FORUM
LONG
TABLES
PASA hosts four official Long Table discussions, coinciding with ongoing reserach/reading groups, a year where researchers and scholars, artists, and organizers will discuss their joint participatory research and projects with cohorts of students, faculty, community partners, and others. Each Long Table will be organized around a reading and the presentation of that project so as to give ample opportunity for others to engage with the work and find connections across discipline and practice. Readings will come from the leader of the table or from research emerging from the Lillian Wald Humanities reading list and/or work in the Cooper Library and Archives. Table topics will be focused around a yearly theme coordinated between the PASA Advisory committee through the Civic Projects Lab at Cooper and Henry Street and Abrons Art Center.

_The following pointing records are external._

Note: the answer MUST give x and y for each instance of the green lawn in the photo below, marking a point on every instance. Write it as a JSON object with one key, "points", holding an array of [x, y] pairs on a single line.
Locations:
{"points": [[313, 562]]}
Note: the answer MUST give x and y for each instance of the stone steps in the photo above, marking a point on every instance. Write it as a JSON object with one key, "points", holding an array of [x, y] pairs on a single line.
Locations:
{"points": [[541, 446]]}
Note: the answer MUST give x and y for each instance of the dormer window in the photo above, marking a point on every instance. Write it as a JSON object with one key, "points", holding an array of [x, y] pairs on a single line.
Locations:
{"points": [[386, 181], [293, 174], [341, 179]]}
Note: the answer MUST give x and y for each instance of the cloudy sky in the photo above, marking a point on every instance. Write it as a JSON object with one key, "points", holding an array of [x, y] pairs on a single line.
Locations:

PASA accepts proposals for Cooper and Abrons/Henry Street faculty, students, staff, and community partners to facilitate and oversee discussions concerning research topics, sharing insights, and findings with the community and relevant stakeholders to foster collaboration and understanding. Long Table discussions will be organized along a Lois Weaver model.
Those who lead a long table will receive assistance towards the implementation of research geared to humanities oriented research and civic engagement after which time an invitation to join the advisory committee will be extended.

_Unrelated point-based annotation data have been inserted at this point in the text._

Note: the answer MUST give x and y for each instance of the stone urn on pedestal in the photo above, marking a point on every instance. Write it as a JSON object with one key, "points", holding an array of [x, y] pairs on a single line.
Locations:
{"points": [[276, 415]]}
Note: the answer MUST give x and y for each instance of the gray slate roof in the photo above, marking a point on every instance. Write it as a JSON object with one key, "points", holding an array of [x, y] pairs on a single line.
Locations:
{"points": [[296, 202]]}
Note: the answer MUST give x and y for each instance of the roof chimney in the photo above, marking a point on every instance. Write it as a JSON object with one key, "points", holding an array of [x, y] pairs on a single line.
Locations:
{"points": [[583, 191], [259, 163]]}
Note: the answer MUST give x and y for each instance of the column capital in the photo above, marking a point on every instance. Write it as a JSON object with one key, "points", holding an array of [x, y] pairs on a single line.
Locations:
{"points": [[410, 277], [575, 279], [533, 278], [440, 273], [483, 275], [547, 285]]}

To host a long table, please email PASA at:
peoplesinstitute.cooper.edu
COMMUNITY
TABLING
The results of what was presented during long table discussions or the initiatives they represent will be the topic for a table at the tabling event and/or end-of-year festival for the institute.

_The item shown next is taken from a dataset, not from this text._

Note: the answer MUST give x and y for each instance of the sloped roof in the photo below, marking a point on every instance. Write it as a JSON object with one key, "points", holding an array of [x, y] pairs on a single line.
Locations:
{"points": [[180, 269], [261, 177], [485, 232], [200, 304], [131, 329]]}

To host a table, please consider presenting your work at a long table event prior to contacting PASA.
LILLIAN WALD x
HUMANITY
AND SOCIETY
SYMPOSIUM
In honor of Lillian Wald and the intimate connection between The Cooper Union for the Advancement of Science and Art and Henry Street Settlement, a themed yearly Humanities and Society Symposium will be held across both sites in collaboration with the Civic Projects Lab and Cooper Library that will engage students, researchers, and community partners to discuss pressing issues at the intersection of Art and Science.
As a global city, New York provides a unique opportunity to engage exactly at the point where global concerns emerge within and through local affairs. Every year, the public historian at Henry Street will curate a book list with local partners that will be woven into the curriculum at Cooper through its library, reviving an effort that began at the inception of the People’s Institute. Books and other resources discussed at the symposium or through long table discussions will be added to the library stacks so that students, faculty, community partners, researchers, and artists can continue to build civically engaged, humanistically focused, curricula both institutionally and in the greater community.